PUERTO RICO: Because of budget cuts to the office of forensic sciences and the great number of pending cases since Hurricane Maria, Puerto Rico’s morgue has run out of room. Legislator Juan Oscar Morales Rodríguez said on Twitter that the situation requires immediate attention.

CENTRAL AMERICA

PANAMA: Former president Ricardo Martinelli was extradited from the United States yesterday and shouted “Long live Panama!” and waved his arms for the press as he was conducted to prison by Panamanian authorities. It is now up to Panamanian courts to determine Martinelli’s guilt on charges of political espionage end embezzlement that he has contested.

NICARAGUA: Nicaraguans are using paving stones to put up up barricades on the streets mirroring 1979 when the Sandinista revolution against dictator Anastasio Somoza was led by now president Daniel Ortega. The police and paramilitary gangs of took by assault several neighborhoods of Managua on the night of Sunday to Monday without any new deaths and of attacked peasants who had set up a roadblock in Las Maderas, 30 miles north of Managua, killing twoVice president Rosario Murillo lamented the deaths of two police officers during the attack by protesters of a police station in the North Caribbean Coast autonomous region.

THE ANDES

COLOMBIA: The ELN rebel group declared a five-day cease-fire starting on Friday to permit the participation in next Sunday’s presidential runoff election. But the coast is not clear as post-paramilitary groups have been terrorizing citizens in regions under their control. The United Nations Office for the Coordination of Humanitarian Affairs confirmed on Thursday that about 3,500 people in Bojayá, Chocó, the site of an iconic massacre where 98 people were killed during a battle between the FARC and paramilitary groups in 2002, have been menaced by armed groups that prohibit movement around the area. And in the towns still under threat by the Hidroituango dam’s possible rupture gangs born out of the old paramilitary groups have also prohibited movement between the towns of Tarazá and Valdivia, Antioquia.

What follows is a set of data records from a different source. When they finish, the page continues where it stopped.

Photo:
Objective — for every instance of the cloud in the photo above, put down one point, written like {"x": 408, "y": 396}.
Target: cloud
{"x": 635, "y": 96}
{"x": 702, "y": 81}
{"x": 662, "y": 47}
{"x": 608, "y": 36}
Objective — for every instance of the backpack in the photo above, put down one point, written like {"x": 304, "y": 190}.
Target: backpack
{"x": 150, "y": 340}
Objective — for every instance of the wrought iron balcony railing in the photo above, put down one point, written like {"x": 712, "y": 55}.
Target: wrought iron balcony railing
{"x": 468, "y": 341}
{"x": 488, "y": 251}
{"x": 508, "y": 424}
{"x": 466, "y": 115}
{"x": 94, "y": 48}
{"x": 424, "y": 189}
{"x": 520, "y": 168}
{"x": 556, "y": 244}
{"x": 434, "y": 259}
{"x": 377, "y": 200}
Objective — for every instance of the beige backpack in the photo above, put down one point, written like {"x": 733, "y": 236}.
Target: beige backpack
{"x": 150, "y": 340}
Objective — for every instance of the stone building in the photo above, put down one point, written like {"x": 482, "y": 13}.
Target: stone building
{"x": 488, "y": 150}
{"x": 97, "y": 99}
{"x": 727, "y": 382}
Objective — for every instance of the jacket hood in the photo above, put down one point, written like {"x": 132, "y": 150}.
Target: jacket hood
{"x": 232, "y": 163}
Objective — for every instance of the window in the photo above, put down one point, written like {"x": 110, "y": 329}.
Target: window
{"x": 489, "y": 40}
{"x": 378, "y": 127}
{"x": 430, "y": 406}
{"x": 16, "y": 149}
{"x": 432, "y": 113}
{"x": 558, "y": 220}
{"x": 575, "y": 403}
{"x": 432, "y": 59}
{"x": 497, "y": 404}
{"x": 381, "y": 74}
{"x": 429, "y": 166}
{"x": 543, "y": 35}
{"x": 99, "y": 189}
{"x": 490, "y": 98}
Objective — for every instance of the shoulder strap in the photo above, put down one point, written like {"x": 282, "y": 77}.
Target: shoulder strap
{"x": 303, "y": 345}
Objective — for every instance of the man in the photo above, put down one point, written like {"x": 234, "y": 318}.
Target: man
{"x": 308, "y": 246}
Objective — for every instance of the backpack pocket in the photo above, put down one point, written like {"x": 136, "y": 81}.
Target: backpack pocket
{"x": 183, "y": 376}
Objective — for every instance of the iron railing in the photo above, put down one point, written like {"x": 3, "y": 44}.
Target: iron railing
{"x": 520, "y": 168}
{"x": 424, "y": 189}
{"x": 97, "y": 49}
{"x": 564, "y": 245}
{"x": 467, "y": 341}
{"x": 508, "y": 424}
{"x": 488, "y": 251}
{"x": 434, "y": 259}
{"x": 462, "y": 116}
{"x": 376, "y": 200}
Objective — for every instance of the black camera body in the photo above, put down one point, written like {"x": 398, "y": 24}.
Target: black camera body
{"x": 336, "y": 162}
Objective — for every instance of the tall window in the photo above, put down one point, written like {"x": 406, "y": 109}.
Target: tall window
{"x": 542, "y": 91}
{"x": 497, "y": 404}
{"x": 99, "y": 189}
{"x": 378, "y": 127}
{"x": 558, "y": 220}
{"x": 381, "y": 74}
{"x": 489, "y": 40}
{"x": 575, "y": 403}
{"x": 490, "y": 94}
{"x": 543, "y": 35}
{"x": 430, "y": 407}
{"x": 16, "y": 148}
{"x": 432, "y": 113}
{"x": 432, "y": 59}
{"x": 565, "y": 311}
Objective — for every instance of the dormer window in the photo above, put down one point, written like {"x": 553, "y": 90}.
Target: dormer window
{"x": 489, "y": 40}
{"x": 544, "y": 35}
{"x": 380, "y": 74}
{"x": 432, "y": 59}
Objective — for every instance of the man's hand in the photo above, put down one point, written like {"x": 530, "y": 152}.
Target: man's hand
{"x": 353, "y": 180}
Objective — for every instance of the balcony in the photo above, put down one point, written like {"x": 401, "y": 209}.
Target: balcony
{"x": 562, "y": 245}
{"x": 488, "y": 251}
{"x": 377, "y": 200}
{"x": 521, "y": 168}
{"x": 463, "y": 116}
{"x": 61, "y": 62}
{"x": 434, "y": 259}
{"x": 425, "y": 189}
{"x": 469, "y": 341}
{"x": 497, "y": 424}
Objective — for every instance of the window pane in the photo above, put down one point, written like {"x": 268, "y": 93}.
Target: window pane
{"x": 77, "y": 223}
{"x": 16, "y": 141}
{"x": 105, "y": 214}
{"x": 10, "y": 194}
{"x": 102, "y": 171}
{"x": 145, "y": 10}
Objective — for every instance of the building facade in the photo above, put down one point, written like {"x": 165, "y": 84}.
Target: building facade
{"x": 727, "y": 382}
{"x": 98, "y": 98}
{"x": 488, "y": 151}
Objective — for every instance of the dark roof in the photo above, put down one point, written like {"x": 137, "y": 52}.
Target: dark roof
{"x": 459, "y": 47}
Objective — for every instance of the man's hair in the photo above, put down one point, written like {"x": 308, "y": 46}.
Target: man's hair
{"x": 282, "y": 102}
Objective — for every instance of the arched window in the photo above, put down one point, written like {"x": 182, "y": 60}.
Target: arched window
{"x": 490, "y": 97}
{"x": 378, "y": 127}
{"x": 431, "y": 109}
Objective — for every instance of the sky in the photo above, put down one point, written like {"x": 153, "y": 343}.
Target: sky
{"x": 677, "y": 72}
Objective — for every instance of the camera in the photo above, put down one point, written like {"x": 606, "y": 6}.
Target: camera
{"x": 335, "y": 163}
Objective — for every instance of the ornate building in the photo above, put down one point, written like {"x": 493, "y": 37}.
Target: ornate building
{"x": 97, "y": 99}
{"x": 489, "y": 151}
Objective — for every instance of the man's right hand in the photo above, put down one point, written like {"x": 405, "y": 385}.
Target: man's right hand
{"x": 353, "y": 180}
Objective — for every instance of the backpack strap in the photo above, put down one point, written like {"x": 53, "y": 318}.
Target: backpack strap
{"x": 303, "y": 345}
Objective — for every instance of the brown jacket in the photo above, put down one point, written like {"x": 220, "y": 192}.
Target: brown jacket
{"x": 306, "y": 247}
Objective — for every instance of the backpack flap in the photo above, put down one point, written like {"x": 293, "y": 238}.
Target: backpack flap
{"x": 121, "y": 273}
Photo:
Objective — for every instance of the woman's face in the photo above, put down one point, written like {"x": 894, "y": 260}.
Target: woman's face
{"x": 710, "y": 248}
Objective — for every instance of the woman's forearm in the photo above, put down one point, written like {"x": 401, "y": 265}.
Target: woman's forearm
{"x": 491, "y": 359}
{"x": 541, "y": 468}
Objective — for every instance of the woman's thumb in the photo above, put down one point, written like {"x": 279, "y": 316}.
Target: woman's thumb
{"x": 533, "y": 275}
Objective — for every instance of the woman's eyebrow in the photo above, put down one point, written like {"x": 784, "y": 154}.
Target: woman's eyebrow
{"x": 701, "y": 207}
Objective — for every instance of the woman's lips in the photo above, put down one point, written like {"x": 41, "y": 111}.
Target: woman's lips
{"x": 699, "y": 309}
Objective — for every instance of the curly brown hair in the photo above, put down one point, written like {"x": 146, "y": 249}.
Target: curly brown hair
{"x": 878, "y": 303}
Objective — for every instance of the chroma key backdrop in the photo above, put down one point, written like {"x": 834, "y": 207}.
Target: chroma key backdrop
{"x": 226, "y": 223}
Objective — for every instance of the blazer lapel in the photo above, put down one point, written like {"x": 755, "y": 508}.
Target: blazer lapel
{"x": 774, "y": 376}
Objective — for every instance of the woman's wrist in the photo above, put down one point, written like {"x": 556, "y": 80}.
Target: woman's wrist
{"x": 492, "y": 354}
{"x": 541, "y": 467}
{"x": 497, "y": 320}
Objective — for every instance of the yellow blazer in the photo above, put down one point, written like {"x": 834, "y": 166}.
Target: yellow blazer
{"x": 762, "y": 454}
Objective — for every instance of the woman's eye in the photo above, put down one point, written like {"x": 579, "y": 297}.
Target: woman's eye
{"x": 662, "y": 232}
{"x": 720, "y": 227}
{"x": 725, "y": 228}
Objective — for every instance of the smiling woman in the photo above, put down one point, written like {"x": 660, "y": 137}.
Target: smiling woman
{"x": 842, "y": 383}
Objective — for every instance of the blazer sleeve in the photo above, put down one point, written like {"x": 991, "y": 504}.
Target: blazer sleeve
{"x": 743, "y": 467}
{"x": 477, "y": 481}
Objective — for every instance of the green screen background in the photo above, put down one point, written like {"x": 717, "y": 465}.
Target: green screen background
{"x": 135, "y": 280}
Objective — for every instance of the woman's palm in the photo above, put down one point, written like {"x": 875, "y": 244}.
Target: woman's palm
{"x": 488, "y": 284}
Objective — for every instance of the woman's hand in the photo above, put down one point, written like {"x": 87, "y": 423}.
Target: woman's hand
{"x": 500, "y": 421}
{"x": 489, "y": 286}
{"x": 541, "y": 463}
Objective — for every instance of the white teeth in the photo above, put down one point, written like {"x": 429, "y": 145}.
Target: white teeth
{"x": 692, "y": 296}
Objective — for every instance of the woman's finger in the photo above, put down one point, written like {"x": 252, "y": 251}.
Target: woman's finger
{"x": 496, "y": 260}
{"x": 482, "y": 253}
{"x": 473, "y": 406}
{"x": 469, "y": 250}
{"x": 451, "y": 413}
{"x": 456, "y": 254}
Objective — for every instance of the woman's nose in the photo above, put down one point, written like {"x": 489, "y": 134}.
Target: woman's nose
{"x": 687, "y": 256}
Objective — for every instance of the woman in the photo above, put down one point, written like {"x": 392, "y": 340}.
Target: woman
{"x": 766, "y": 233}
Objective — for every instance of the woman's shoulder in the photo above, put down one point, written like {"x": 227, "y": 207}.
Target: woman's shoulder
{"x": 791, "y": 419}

ECUADOR: While a Joint Task Force of Ecuador’s Armed Forces began operating yesterday in the northern province of Esmeraldas, along the border with Colombia, the families of the two Ecuadorean citizens kidnapped by the post-FARC group Oliver Sinisterra are still waiting for news of their loved ones two months after the fact.

SOUTHERN CONE

CHILE: Pope Francis accepted the resignation of three bishops at the center of the scandal of sex abuse and cover-up by Catholic priests. Last month all 34 of Chile’s bishops had offered to resign and yesterday Francis announced Bishop Juan Barros of Osorno, Bishop Gonzalo Duarte of Valparaiso and Bishop Cristian Caro of Puerto Montt would be leaving: it is expected he will accept more resignations in the coming days. Barros was appointed by Francis in 2015 over the objections of some of Chile’s other bishops and the church’s sex abuse prevention advisers because of accusations against him of protecting Rev. Fernando Karadima from sex abuse accusations the finally caught up with him.

PARAGUAY: The World Health Organization announced yesterday that Paraguay is officially malaria-free, which makes it only the second country in the Americas to have achieved this after Cuba did it in 1973. Paraguay achieved the necessary five years with no recorded cases of malaria while the deadly disease is on the rise globally.